2.2 Image segmentation network

To acquire the segmentation outputs for extracting features focusing on different characteristics of the images, the original image, Sobel edge image and superpixel image are utilized for training U-Nets. Ronneberger et al. first proposed U-Net in 2015, and it won the ISBI cell tracking challenge in 2015 for segmenting neuronal structures [31]. With the development of deep learning and the increase in computing power, various segmentation tasks are implemented by U-Net. Naturally, despite the complexity of medical images, U-Net can achieve better performance in the segmentation of medical images [31, 36].

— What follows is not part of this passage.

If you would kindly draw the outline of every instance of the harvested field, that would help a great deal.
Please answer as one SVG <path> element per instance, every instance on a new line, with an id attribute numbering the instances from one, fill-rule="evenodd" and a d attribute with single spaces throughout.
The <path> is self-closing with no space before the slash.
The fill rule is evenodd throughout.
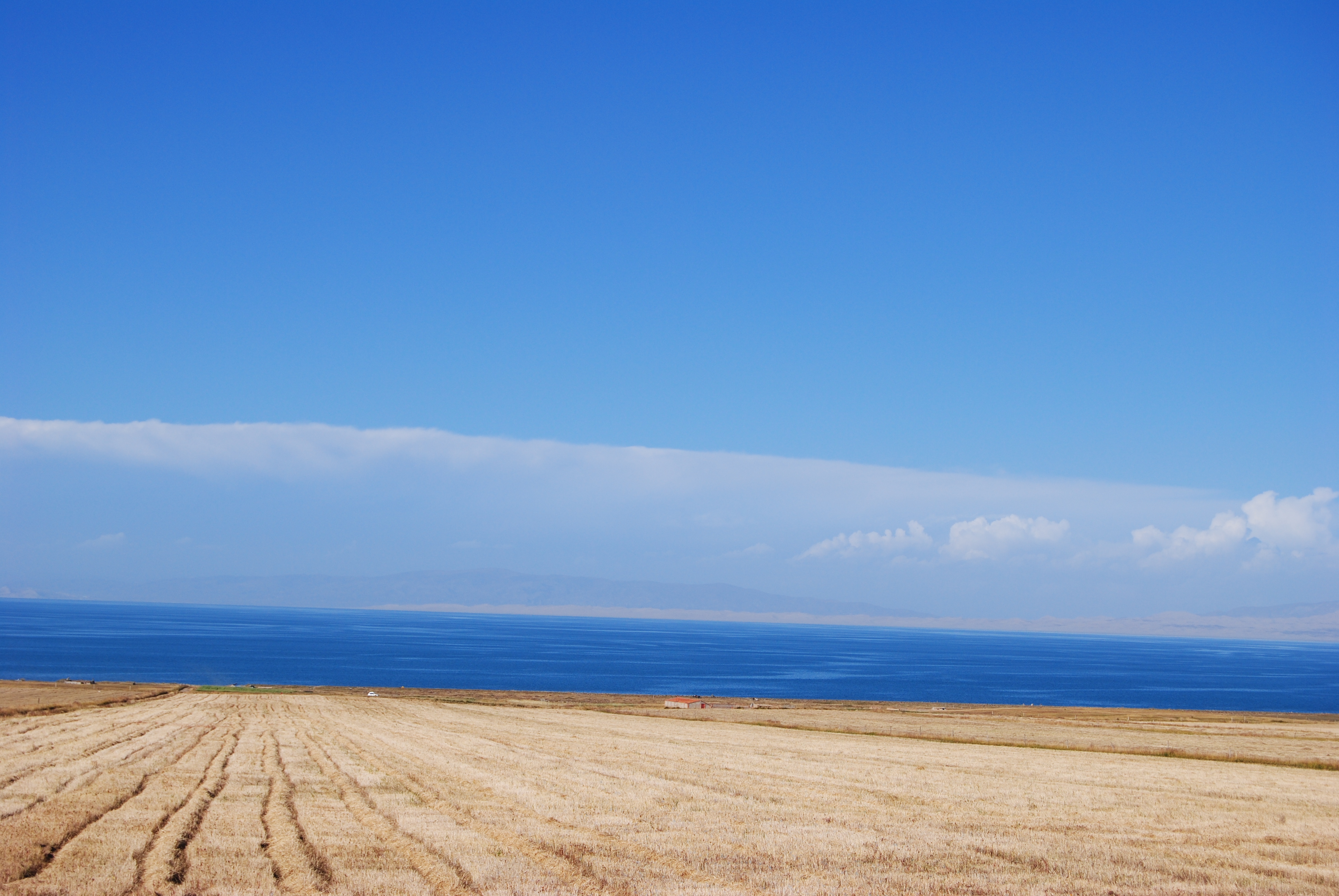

U-Net is a U-shaped network that consists of a contracting path, an expansive path and shipconnections. The structure of this network is shown in Fig. 3. The contracting path is composed of convolution layers and max pooling layers, and the expansive path is composed of upconvolution layers and convolution layers. U-Net has the advantage of obtaining better results with fewer images, making it more suitable to be applied to medical image segmentation. Therefore, in this paper, U-Net was used three times for segmentation of the thyroid based on different kinds of images, including original US images, Sobel edge images and superpixel images.

Fig. 3
figure 3

The structure of U-Net

2.3 Devised multicomponent neighborhood ELM

To utilize the effective features extracted from three kinds of segmentation outputs to obtain the supplementary segmentation results, a multicomponent neighborhood ELM is devised in the proposed method. In the whole process, the multicomponent segmentation outputs are first expanded so that the edge pixels of the output images also have neighborhood features. The output images are appended with two pixels on every horizontal and vertical image boundary. Then, the neighborhood features with 5 × 5 pixels are extracted for each pixel. Additionally, the label corresponding to the central pixel of the neighborhood feature is adopted as the target for the final training, and all neighborhood features are fused. The neighborhood features with 5 × 5 × 3 pixels are resized to 75 × 1.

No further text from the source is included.